For Query 27, we rely on spacy. To download the necessary language model after activating the Conda environment:

python -m spacy download en_core_web_sm

Starting Your Cluster

We use the dask-scheduler and dask-cuda-worker command line interfaces to start a Dask cluster. We provide a cluster_configuration directory with a bash script to help you set up an NVLink-enabled cluster using UCX.

Before running the script, you'll make changes specific to your environment.

In cluster_configuration/cluster-startup.sh:

- Update `GPU_BDB_HOME=...` to location on disk of this repo
- Update `CONDA_ENV_PATH=...` to refer to your conda environment path.
- Update `CONDA_ENV_NAME=...` to refer to the name of the conda environment you created, perhaps using the `yml` files provided in this repository.
- Update `INTERFACE=...` to refer to the relevant network interface present on your cluster.
- Update `CLUSTER_MODE="TCP"` to refer to your communication method, either "TCP" or "NVLINK". You can also configure this as an environment variable.
- You may also need to change the `LOCAL_DIRECTORY` and `WORKER_DIR` depending on your filesystem. Make sure that these point to a location to which you have write access and that `LOCAL_DIRECTORY` is accessible from all nodes.

To start up the cluster on your scheduler node, please run the following from gpu_bdb/cluster_configuration/. This will spin up a scheduler and one Dask worker per GPU.

DASK_JIT_UNSPILL=True CLUSTER_MODE=NVLINK bash cluster-startup.sh SCHEDULER

Note: Don't use DASK_JIT_UNSPILL when running BlazingSQL queries.

Then run the following on every other node from gpu_bdb/cluster_configuration/.

bash cluster-startup.sh

This will spin up one Dask worker per GPU. If you are running on a single node, you will only need to run bash cluster-startup.sh SCHEDULER.

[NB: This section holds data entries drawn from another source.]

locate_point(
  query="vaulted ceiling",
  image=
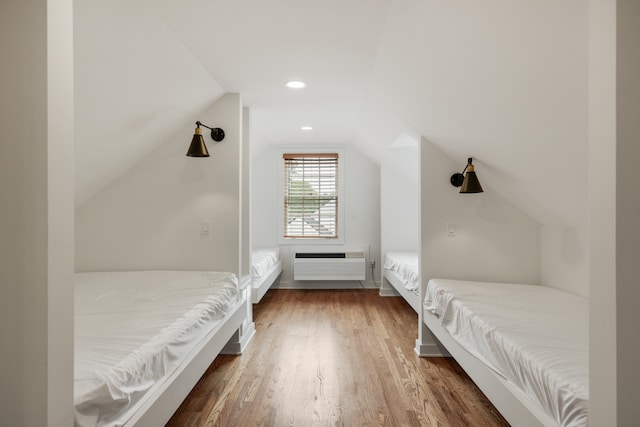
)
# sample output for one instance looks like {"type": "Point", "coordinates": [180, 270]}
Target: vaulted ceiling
{"type": "Point", "coordinates": [504, 82]}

If you are using a Slurm cluster, please adapt the example Slurm setup in gpu_bdb/benchmark_runner/slurm/ which uses gpu_bdb/cluster_configuration/cluster-startup-slurm.sh.

Running the Queries

To run a query, starting from the repository root, go to the query specific subdirectory. For example, to run q07:

cd gpu_bdb/queries/q07/

The queries assume that they can attach to a running Dask cluster. Cluster address and other benchmark configuration lives in a yaml file (gpu_bdb/benchmark_runner/becnhmark_config.yaml). You will need to fill this out as appropriate if you are not using the Slurm cluster configuration.

conda activate rapids-gpu-bdb
python gpu_bdb_query_07.py --config_file=../../benchmark_runner/benchmark_config.yaml

To NSYS profile a gpu-bdb query, change start_local_cluster in benchmark_config.yaml to True and run:

nsys profile -t cuda,nvtx python gpu_bdb_query_07_dask_sql.py --config_file=../../benchmark_runner/benchmark_config.yaml

Note: There is no need to start workers with cluster-startup.sh as there is a LocalCUDACluster being started in attach_to_cluster API.

Performance Tracking

This repository includes optional performance-tracking automation using Google Sheets. To enable logging query runtimes, on the client node:

export GOOGLE_SHEETS_CREDENTIALS_PATH=<path to creds.json>

Then configure the --sheet and --tab arguments in benchmark_config.yaml.

Running all of the Queries

The included benchmark_runner.py script will run all queries sequentially. Configuration for this type of end-to-end run is specified in benchmark_runner/benchmark_config.yaml.

To run all queries, cd to gpu_bdb/ and:

python benchmark_runner.py --config_file benchmark_runner/benchmark_config.yaml

By default, this will run each Dask query five times, and, if BlazingSQL queries are enabled in benchmark_config.yaml, each BlazingSQL query five times. You can control the number of repeats by changing the N_REPEATS variable in the script.

BlazingSQL

BlazingSQL implementations of all queries are included. BlazingSQL currently supports communication via TCP. To run BlazingSQL queries, please follow the instructions above to create a cluster using CLUSTER_MODE=TCP.

Data Generation

The RAPIDS queries expect Apache Parquet formatted data. We provide a script which can be used to convert bigBench dataGen's raw CSV files to optimally sized Parquet partitions.